Malliam Rajagopal and K.Vijayan made their films as historical reference points,to the prevalence of the feudalistic bullying of the underdogs,by the parasitic powers of wealth. 
   Among the recent films there has been a rising trend in highlighting the struggles of the depressed sections,to find a footing in the sporting arena.Films like,Maan Karaate,Irudhi Chutru and the latest film Bigil have attempted to break the class,caste, race and gender barriers so as to establish one's legitimate right to claim a place in the sporting field,with their talent and aspiration.A film like Kaakaa Muttai made a huge impact,by focusing on the street urchins' quest for a taste of Pizza.Even the latest Rajini films,like Kabaali and Petta were on the road to retrieve the rights of those,suppressed on the basis of colour and caste aspersions.
   Vetrimaran's latest film Asuran has depicted the uncouth realities encircling the dehumanized routine of the most helpless and ruthlessly let down underdog,in capsules of communal hatred and heart rending brutality.One has to doubt whether the film is about lust for a few pieces of land belonging to the already marginalized section,or a gruesome thirst for blood.What Asuran portrays is absolute class hatred,born of cumulative insult heaped on the underdog,by the barbarously power hungry higher echelons of the social ladder.Interestingly,Asuran also briefly discusses the impact of the vested group's controversial acquisition of the panjami lands,left by the British Raj,towards facilitating the welfare of the socially and economically abused  sections of mankind. The film based on Poomani's novel Vekkai,literally generates heat,with extremely boiling cauldrons,raised on ceaseless emotional fire.
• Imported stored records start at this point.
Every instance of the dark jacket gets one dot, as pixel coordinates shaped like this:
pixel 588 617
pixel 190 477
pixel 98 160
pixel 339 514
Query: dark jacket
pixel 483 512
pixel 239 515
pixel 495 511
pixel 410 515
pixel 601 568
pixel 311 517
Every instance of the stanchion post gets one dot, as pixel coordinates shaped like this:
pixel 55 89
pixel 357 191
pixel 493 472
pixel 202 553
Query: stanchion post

   There are happenings in the film that simultaneously hurt the viewers'eyes and hearts, evoking pity and horror,as the salient dimensions of a gripping narration,without which,a tale of longstanding animosity and feud,can never be so effectively told.Here,actors disappear in characters,who in turn get dissolved in the churning out of sequential course of events,falling into the stabs of weapons of violence.The two final messages that Vetrimaran leaves for the underdog are that,enmity has to be bypassed and not aggravated and the socially downtrodden sections can climb the ladder to higher levels,only through the fruits of education,which would render them the identity that they desperately need. 
   Vetrimaran's Asuran could be called an exemplary treatise on the plight of the underdog, without infusing much of the cinematic ingredients,that would have made it just another film on the time and again talked about class wars.While Sivaji Ganesan and Sivakumar lent their respective roles a higher level of credibility,in portrayal of characters of the underdog brand, Danush, Pasupathi,Manju Warrier and Ken Karunas have become the heart and soul of the underdog by naturally reflecting the predicament of the powerless class, with a perfect grasp of the disgracing subsistence that they form part of. Asuran in all respects,is an agonizing prototype of the real under dog,surmounting the celluloid fetters of character formulation and thematic interpretation. 
   Quoting the famous English poet John Keats differently,on seeing Asuran,"one's heart would ache and a drowsy numbness would pain,as if hemlock one has consumed"This is because life's most tormenting moments of a section of humanity,are piercingly witnessed on the big screen, causing indescribable heaviness,that is rarely experienced through the celluloid mode,during these times of tabloid existence.